In French media Polony has long been associated with the defence of sovereigntism for the French State. She has also called for a profound transformation of the European Union to protect its citizens against "imperialist nations" such as the United States, Russia, and China.

==Early life==
Polony grew up in Montmorency, a Parisian suburb in Val-d'Oise. She graduated from Sciences Po in 2002. She supported Jean-Pierre Chevènement in the 2002 French presidential election and ran in the subsequent legislative election in Paris's 9th constituency, placing sixth in the first round with 2.24% of the vote.

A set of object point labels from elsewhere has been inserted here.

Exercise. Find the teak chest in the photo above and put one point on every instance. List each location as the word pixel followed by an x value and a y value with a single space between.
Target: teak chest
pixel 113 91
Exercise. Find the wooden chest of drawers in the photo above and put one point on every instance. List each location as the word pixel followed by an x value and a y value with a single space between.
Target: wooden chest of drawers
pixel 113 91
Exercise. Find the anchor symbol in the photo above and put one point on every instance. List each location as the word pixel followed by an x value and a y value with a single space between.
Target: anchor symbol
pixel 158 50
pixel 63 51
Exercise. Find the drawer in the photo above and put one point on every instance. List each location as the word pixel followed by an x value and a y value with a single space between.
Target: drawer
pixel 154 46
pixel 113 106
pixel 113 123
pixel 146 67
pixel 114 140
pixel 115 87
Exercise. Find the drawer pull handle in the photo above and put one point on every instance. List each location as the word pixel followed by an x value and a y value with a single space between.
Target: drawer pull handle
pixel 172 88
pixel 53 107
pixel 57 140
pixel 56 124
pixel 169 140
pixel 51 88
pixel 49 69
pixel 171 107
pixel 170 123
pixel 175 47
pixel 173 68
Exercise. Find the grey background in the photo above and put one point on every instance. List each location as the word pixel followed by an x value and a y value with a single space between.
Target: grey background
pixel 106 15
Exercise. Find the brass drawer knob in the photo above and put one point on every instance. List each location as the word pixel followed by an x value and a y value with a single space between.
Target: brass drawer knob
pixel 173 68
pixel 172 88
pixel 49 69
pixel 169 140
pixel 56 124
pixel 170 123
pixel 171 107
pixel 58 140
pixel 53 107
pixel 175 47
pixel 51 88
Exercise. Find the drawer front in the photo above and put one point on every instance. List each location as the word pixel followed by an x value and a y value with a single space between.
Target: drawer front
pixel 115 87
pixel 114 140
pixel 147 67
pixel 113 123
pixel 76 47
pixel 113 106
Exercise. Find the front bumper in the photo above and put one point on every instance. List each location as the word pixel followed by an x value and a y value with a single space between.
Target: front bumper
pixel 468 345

Later in 2002, she joined Marianne as a journalist. In 2009 she joined Le Figaro.

==Personal life==
Polony is of Polish origin. She was named after the character of Natasha Rostova in Tolstoy's War and Peace. In 2007 she married journalist, food critic and politician Périco Légasse.

== Bibliography ==
- Nos Enfants gâchés : petit traité sur la fracture générationnelle, Éditions Jean-Claude Lattès, 2005.
- M(me) le président, si vous osiez... : 15 mesures pour sauver l’école, Éditions Mille et une nuits, 2007.
- L'Homme est l'avenir de la femme, Éditions Jean-Claude Lattès, 2008.
- Preface of Autopsie du mammouth by Claire Mazeron, Éditions Jean-Claude Gawsewitch, 2010.
- École : le pire est de plus en plus sûr, Éditions Mille et une nuits, 2011.
- Ce pays qu'on abat. Chroniques 2009-2014, Plon, 2014.
- Nous sommes la France, Plon, 2015.
- Chrétiens français ou français chrétiens (with Fabrice Hadjadj and Paul Préaux), Salvator, 2017.
- Changer la vie : pour une reconquête démocratique, Éditions de l'Observatoire, 2017.
- Délivrez-nous du Bien ! Halte aux nouveaux inquisiteurs with Jean-Michel Quatrepoint, Éditions de l'Observatoire, 2018.
- Sommes-nous encore en démocratie ?, Éditions de l'Observatoire, 2021.
- La France. Corps et âme, Plon, 2026.